Oil market prices showed spectacular movements this year. A futures contract for the US variety WTI briefly fell below the zero dollar mark in April. A barrel has cost around $ 40 since the end of June. The price of a contract for delivery in August has fallen by 36 percent since the beginning of the year, but has increased by more than 50 percent in the past three months.
The North Sea variety Brent has similar price fluctuations behind it, a barrel currently costs around $ 43.
In addition to the voluntary production restrictions of Opec plus, the unexpectedly sharp decline in US oil production also played an important role in the significant price recovery in the past three months. There have been massive cuts in investment budgets and bankruptcies among shale oil companies. Most recently, Chesapeake Energy, a well-known fracking company, filed for bankruptcy.
But the higher prices are also having an effect: According to a survey by the US Federal Reserve Dallas, half of the shale oil companies want to resume the previously shut down oil production at prices of $ 40. At $ 45, that number rises to 75 percent, at $ 50 even 94 percent.
The vast majority of those surveyed expect production to start by September at the latest.
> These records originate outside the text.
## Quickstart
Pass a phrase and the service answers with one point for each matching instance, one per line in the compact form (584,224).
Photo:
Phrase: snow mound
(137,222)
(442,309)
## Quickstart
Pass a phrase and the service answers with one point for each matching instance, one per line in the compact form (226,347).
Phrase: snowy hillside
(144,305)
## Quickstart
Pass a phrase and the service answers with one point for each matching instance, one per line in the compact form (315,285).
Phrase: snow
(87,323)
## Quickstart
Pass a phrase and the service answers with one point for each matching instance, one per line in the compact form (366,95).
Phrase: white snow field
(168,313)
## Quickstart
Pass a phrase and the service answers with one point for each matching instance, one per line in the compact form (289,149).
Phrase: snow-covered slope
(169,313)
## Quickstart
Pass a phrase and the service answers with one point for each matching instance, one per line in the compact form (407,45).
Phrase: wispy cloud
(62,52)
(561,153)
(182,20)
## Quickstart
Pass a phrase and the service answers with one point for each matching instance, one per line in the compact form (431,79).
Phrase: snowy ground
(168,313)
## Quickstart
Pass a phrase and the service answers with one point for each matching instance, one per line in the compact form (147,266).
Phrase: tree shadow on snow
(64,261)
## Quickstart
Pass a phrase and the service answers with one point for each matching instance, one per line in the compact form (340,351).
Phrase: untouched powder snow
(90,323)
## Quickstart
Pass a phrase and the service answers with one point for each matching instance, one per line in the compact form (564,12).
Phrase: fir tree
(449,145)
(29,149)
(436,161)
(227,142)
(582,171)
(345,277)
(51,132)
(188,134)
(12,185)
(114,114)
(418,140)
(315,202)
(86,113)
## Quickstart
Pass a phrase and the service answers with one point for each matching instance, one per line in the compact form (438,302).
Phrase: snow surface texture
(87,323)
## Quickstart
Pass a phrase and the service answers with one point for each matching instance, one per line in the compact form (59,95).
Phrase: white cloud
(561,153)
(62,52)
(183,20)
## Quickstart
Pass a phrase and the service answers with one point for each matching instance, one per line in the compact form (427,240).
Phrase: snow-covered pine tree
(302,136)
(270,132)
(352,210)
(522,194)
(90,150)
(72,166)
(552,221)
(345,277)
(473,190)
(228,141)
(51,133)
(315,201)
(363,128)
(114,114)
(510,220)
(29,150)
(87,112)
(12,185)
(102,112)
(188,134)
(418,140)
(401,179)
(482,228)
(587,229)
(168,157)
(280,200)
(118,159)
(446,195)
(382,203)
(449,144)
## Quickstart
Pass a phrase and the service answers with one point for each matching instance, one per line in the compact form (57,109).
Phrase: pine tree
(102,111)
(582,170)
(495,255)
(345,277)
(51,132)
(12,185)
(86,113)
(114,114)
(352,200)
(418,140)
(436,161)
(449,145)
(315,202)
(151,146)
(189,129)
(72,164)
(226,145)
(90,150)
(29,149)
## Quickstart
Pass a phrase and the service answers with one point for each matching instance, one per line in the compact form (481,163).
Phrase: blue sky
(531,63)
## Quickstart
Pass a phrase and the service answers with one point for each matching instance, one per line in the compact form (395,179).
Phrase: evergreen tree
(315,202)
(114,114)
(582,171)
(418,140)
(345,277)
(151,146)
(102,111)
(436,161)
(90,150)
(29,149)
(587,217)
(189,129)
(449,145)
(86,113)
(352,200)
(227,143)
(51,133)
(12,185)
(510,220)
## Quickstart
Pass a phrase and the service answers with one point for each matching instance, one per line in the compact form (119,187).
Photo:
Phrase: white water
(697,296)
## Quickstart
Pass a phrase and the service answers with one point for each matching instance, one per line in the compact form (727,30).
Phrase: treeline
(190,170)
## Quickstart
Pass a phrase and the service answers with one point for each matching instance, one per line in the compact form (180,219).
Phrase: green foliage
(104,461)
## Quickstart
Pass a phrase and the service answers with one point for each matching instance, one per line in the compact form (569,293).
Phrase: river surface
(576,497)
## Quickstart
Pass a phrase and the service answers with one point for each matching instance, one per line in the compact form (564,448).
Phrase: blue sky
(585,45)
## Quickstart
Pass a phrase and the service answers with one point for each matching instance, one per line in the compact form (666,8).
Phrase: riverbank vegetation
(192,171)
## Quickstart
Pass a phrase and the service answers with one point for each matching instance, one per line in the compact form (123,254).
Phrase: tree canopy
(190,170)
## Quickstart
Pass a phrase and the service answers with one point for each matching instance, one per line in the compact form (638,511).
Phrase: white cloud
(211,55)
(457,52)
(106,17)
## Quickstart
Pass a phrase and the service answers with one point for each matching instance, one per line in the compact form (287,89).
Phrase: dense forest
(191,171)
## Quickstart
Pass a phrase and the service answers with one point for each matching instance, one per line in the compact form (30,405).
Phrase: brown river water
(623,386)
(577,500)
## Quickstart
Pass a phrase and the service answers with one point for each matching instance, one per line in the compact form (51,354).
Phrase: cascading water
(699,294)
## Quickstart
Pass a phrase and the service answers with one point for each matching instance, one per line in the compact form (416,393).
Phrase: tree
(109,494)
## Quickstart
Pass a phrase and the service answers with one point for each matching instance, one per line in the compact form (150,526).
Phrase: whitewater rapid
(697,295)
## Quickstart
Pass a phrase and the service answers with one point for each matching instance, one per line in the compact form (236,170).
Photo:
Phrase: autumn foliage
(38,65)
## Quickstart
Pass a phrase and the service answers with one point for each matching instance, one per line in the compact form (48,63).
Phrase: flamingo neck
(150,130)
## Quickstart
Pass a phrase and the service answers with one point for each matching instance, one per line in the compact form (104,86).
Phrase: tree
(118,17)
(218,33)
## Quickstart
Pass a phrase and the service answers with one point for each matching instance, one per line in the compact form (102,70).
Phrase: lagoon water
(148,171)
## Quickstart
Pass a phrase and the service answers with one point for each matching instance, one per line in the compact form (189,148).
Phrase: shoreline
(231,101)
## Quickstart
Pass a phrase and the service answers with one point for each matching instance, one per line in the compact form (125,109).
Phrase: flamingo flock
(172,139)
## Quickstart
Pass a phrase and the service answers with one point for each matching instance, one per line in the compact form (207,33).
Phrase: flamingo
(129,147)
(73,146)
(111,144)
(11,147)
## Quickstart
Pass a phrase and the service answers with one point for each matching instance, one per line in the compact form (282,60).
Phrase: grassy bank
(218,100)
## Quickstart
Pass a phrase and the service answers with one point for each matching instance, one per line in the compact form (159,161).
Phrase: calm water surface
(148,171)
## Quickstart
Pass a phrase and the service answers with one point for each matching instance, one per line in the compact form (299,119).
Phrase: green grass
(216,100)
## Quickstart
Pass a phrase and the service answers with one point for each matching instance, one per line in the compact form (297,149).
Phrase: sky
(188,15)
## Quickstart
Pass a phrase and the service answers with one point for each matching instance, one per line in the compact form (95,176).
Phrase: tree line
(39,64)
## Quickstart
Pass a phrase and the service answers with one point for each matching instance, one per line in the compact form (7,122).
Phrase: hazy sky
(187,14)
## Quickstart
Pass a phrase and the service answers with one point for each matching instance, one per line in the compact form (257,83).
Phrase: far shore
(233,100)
Since there is still a large inventory of drilled but not yet completed holes, it would not even require new oil holes.
For Commerzbank’s commodity analysts, the upside potential in oil prices has therefore also been exhausted. “We therefore see correction potential and a drop in Brent prices to $ 35 a barrel in the coming weeks,” says a recent study on the oil market. “By the end of the year, Brent should rise to $ 40 again.”